Muhtaç olduğumuz şeyleri sevmeli miyiz. Yoksa zaten sevdiğimiz şeylere mi muhtaç hissederiz. Böyle bir his insanı aciz mi yapar. Ya da işte zaten aciz varlığın tekiyiz de bunu mu kabullenemiyoruz bir türlü. İntegrali falan kabulleniyoruz ama mesela yolda gördüğümüz acayip bir tipi kabullenemiyoruz. Öğrenirken pek sorgulamıyoruz. Ama iş düşünmeye geldiğinde. Felaketiz. İyi anlamda. İşte karşıdakine güvenmek de buralarda devreye giriyor galiba. Hiç tanımadığımız insanlar bize bir şey söylese sorgulayacak olmamıza rağmen okulda hocalar acayip şeyler söylerken sorgulamıyoruz. Ne kadar çelişkiliyiz aslında ve neden böyle olmayalım. Dosdoğru olunuz. Evet biliyorum. Emredilmiş. İnanıyorum.

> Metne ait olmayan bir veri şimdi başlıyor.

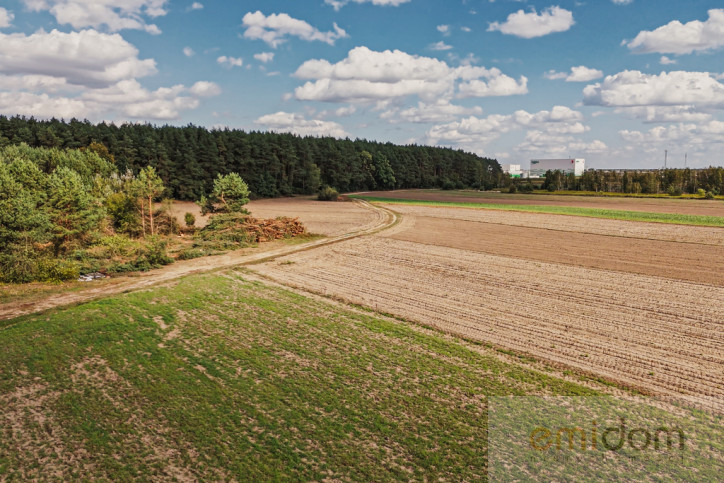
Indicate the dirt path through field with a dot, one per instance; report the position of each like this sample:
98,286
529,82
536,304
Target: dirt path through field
661,334
652,205
368,219
703,235
693,262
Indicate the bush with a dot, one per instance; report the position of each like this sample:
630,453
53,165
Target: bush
226,231
155,252
328,194
190,254
674,191
448,184
24,268
190,220
526,188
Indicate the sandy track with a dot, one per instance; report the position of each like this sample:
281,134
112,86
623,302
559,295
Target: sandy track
703,235
654,205
662,335
368,219
692,262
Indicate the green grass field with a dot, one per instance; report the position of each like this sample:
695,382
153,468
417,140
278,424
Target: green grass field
671,218
217,377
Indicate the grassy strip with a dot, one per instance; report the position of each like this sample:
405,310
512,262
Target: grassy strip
613,194
219,378
670,218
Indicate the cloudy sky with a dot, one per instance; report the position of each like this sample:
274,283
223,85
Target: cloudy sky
614,81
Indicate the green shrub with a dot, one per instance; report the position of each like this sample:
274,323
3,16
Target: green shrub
191,253
226,231
448,184
674,191
328,194
24,267
190,219
155,252
526,188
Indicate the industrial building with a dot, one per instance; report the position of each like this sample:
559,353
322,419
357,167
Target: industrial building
513,170
538,167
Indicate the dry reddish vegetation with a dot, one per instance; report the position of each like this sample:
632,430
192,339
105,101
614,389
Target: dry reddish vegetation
336,220
652,205
646,313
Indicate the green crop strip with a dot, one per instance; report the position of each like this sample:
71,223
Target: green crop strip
670,218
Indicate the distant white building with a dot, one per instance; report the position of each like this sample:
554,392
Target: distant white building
538,167
512,169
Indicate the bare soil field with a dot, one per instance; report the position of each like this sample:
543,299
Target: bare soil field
702,235
693,262
651,205
661,334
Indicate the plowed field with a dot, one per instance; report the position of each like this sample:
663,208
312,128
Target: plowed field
648,313
652,205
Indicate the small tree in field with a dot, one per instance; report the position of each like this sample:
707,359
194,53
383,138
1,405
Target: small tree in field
229,195
190,219
147,187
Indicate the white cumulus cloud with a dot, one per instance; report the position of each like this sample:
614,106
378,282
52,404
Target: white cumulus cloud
440,46
298,124
6,18
114,14
230,61
678,38
275,29
440,111
678,88
533,24
578,74
474,131
87,58
264,57
369,76
337,4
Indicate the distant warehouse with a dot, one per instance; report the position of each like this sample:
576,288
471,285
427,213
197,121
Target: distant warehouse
538,167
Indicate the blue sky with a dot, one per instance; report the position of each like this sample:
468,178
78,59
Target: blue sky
614,81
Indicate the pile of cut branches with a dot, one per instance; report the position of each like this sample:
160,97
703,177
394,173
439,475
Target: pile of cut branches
236,230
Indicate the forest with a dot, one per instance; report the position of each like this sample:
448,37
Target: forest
188,159
708,182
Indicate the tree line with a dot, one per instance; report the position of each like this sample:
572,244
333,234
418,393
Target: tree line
673,181
64,212
189,158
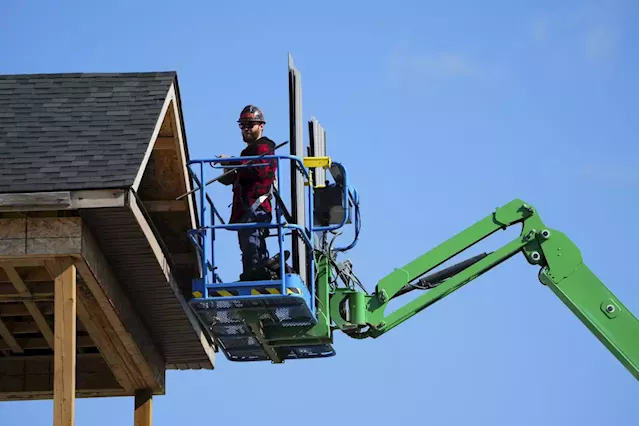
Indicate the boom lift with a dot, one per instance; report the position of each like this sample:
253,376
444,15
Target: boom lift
293,317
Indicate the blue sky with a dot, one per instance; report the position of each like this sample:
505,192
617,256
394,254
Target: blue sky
441,112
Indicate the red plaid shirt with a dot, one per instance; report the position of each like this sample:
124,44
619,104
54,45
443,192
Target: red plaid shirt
254,180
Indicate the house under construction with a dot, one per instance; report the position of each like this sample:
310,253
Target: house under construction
90,228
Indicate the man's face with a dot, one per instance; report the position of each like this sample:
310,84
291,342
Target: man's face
251,132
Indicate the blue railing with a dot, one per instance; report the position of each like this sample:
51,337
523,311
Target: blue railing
204,236
208,224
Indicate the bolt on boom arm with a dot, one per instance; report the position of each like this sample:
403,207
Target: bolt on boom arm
562,270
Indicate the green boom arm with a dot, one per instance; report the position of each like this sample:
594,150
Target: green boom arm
562,270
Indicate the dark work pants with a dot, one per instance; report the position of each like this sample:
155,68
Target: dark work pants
253,244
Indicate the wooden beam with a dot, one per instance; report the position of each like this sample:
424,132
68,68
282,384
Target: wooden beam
64,355
105,338
143,407
140,350
62,200
31,306
165,143
32,377
162,261
165,206
9,339
49,238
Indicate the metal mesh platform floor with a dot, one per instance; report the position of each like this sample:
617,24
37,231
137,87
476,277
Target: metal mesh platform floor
239,316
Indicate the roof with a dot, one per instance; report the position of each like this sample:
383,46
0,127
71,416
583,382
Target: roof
78,130
101,132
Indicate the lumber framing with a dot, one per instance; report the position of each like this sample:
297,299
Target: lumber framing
62,200
52,272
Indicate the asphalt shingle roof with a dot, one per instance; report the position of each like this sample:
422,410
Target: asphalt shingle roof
76,131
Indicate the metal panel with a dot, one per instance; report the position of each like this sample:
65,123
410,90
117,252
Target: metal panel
138,272
298,249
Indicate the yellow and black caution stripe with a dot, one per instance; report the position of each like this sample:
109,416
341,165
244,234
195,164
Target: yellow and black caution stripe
223,293
274,290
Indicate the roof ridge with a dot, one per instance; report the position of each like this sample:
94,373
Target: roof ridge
85,74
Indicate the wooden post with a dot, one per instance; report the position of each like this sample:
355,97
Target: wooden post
64,352
143,404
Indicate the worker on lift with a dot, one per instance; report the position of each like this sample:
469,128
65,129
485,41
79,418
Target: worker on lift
252,187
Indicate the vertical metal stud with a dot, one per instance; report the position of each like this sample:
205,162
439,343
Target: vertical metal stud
298,249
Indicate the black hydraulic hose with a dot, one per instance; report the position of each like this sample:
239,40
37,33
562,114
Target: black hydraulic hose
432,280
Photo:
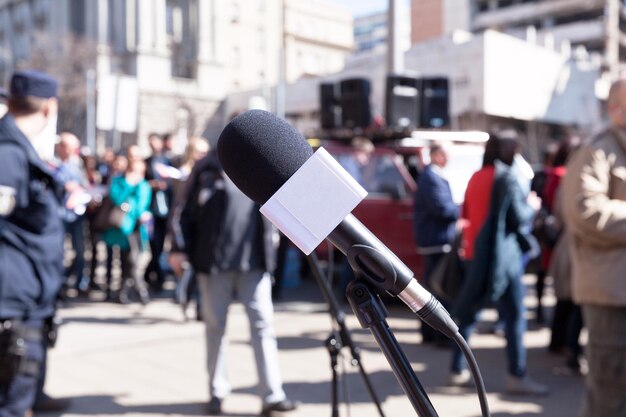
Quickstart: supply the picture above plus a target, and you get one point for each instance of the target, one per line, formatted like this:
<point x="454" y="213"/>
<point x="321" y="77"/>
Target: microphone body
<point x="261" y="153"/>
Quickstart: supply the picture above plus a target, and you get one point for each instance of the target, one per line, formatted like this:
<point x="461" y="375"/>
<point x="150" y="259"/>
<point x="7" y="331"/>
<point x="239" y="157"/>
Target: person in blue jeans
<point x="494" y="275"/>
<point x="436" y="216"/>
<point x="230" y="246"/>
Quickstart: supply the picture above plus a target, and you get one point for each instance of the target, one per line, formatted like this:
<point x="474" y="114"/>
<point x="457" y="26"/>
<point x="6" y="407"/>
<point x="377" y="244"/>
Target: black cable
<point x="478" y="379"/>
<point x="436" y="316"/>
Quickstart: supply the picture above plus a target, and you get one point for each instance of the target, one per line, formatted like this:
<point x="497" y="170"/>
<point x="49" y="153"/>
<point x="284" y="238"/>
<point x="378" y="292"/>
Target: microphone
<point x="261" y="153"/>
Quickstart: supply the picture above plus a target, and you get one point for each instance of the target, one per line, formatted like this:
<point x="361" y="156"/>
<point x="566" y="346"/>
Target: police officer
<point x="31" y="237"/>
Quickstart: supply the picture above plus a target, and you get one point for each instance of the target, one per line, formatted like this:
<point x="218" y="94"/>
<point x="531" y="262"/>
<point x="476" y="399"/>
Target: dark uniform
<point x="31" y="255"/>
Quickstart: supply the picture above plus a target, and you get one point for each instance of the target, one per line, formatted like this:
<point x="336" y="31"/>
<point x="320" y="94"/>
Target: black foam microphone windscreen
<point x="260" y="152"/>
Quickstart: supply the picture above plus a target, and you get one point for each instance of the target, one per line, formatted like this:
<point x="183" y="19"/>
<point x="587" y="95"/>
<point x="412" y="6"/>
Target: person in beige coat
<point x="594" y="208"/>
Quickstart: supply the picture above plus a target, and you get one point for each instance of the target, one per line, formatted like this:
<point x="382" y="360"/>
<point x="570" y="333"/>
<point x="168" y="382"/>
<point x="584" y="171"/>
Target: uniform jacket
<point x="220" y="224"/>
<point x="594" y="209"/>
<point x="31" y="232"/>
<point x="435" y="211"/>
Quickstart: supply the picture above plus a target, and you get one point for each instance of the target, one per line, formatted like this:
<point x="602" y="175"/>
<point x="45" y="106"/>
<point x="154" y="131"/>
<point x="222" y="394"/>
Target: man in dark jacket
<point x="31" y="237"/>
<point x="436" y="214"/>
<point x="231" y="248"/>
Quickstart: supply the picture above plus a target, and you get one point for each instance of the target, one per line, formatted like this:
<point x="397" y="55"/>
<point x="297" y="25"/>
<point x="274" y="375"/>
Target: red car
<point x="387" y="211"/>
<point x="388" y="174"/>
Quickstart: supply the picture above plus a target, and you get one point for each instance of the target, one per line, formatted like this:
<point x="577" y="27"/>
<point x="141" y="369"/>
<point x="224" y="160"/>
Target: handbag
<point x="109" y="215"/>
<point x="447" y="277"/>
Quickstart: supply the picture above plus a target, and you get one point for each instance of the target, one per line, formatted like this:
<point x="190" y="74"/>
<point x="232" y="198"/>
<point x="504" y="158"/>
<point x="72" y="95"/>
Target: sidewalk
<point x="127" y="360"/>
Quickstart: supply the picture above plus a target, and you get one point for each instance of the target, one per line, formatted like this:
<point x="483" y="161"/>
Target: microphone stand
<point x="371" y="313"/>
<point x="340" y="338"/>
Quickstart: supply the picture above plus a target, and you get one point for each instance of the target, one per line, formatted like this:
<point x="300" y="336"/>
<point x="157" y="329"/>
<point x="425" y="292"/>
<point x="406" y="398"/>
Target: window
<point x="77" y="17"/>
<point x="182" y="33"/>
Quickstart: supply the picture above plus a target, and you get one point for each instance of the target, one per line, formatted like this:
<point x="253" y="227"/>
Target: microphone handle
<point x="378" y="265"/>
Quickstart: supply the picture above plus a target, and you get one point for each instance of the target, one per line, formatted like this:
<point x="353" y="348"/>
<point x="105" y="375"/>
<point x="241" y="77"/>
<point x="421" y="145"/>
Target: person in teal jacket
<point x="133" y="193"/>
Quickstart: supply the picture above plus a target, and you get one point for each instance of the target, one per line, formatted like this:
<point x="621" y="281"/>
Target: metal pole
<point x="611" y="54"/>
<point x="395" y="57"/>
<point x="280" y="86"/>
<point x="91" y="110"/>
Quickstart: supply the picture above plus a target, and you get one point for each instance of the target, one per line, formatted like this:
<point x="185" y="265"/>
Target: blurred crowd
<point x="149" y="190"/>
<point x="140" y="224"/>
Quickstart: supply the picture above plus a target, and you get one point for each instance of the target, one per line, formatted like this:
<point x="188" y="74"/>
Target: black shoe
<point x="123" y="297"/>
<point x="144" y="296"/>
<point x="49" y="404"/>
<point x="215" y="406"/>
<point x="284" y="405"/>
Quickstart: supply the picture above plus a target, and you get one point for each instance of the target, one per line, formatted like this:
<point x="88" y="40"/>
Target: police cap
<point x="31" y="83"/>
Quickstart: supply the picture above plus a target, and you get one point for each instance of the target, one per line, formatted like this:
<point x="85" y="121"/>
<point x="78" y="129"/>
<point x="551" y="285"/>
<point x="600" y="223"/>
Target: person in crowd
<point x="105" y="165"/>
<point x="160" y="209"/>
<point x="231" y="248"/>
<point x="94" y="181"/>
<point x="174" y="158"/>
<point x="197" y="148"/>
<point x="594" y="210"/>
<point x="540" y="264"/>
<point x="71" y="171"/>
<point x="495" y="241"/>
<point x="436" y="216"/>
<point x="132" y="193"/>
<point x="567" y="321"/>
<point x="4" y="97"/>
<point x="31" y="239"/>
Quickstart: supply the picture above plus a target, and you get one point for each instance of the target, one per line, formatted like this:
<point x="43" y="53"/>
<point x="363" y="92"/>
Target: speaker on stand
<point x="355" y="102"/>
<point x="402" y="101"/>
<point x="330" y="111"/>
<point x="435" y="102"/>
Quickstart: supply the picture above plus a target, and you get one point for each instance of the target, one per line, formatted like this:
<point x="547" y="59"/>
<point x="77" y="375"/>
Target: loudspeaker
<point x="355" y="102"/>
<point x="330" y="112"/>
<point x="434" y="102"/>
<point x="402" y="101"/>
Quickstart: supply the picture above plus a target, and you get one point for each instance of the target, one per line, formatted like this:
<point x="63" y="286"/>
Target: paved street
<point x="128" y="360"/>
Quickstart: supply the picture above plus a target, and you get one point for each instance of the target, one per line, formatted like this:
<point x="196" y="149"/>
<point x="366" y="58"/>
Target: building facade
<point x="371" y="31"/>
<point x="183" y="55"/>
<point x="584" y="26"/>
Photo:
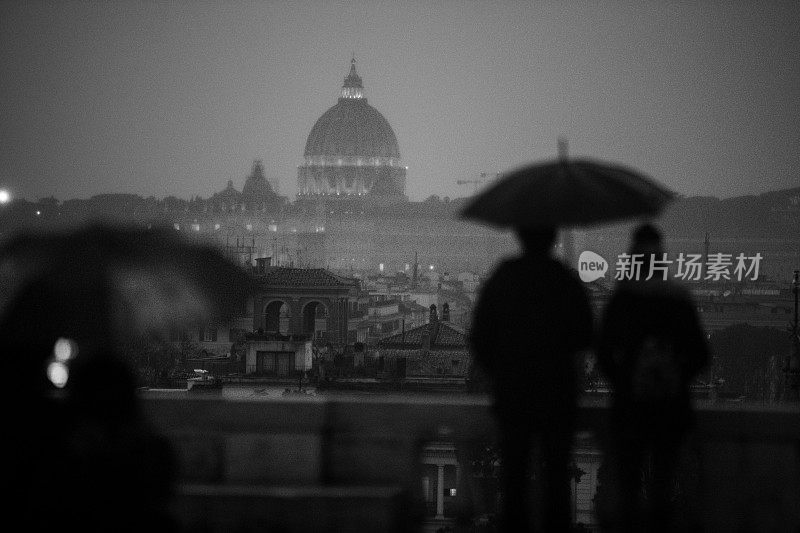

Ne kadar sürede tamamlanabilir ki bu sevme işi. Başı nedir. Sonu var mıdır. Sorular sormak için yazmıyorum ama çoğu zaman da sormadan olmuyor. Bildiğim bir iki şeyden bahsedebilirim belki. Ancak bunlar da bir iddiadan öteye gitmeyecek. Zaten neden gitsin ki. Ne var ötede. Öncelikle şunu söylemeliyim. Her süreç. Dahil olduğu olayı daha detaylı hale getirir. Ya da işte olay zaten detaylıdır da sen hakkını verirsin. Hakkını vermek de öyle sanıldığı gibi bir meziyet değildir. Eğer hakkını verebiliyorsan bir işin. Sana güzel zaten. Sen zevkini alırsın. Hakkını verdiğin işten. Kimseye de bir şey olmaz. Neyse işte. Hakkını filan verdin diyelim. Başladın bir noktadan sevmeye. Nokta da sonsuzdur zaten. İlk derste bunu öğretirler. Geometride. Sen de hiç sorgulamazsın. O ayrı. İşte başladın diyelim bir noktadan. Detaylı şekilde sevdin filan böyle. Bu biraz sıkıntılı. Ya da o kadar da iyi bir şey değil. Sandığın gibi bir şey değil. Zaten sandığımız gibi olan ne var ki.

Unutmak. Bütün sıkıntı burada başlıyor. Ne kadar detaylı seversen. O kadar da detaylı unutursun. Ne kadar yavaş seversen. O kadar da yavaş unutursun. Ne kadar bilmem neyse işte. O kadar da ondan. Süreçler hep böyledir. Hakkını verirsen. Bütün zevkini alırsın. Bunun neresinde zevk deme şimdi. Hissetmediğin bir şeyi nereden bileceksin. Dene sen de. Hak vereceksin.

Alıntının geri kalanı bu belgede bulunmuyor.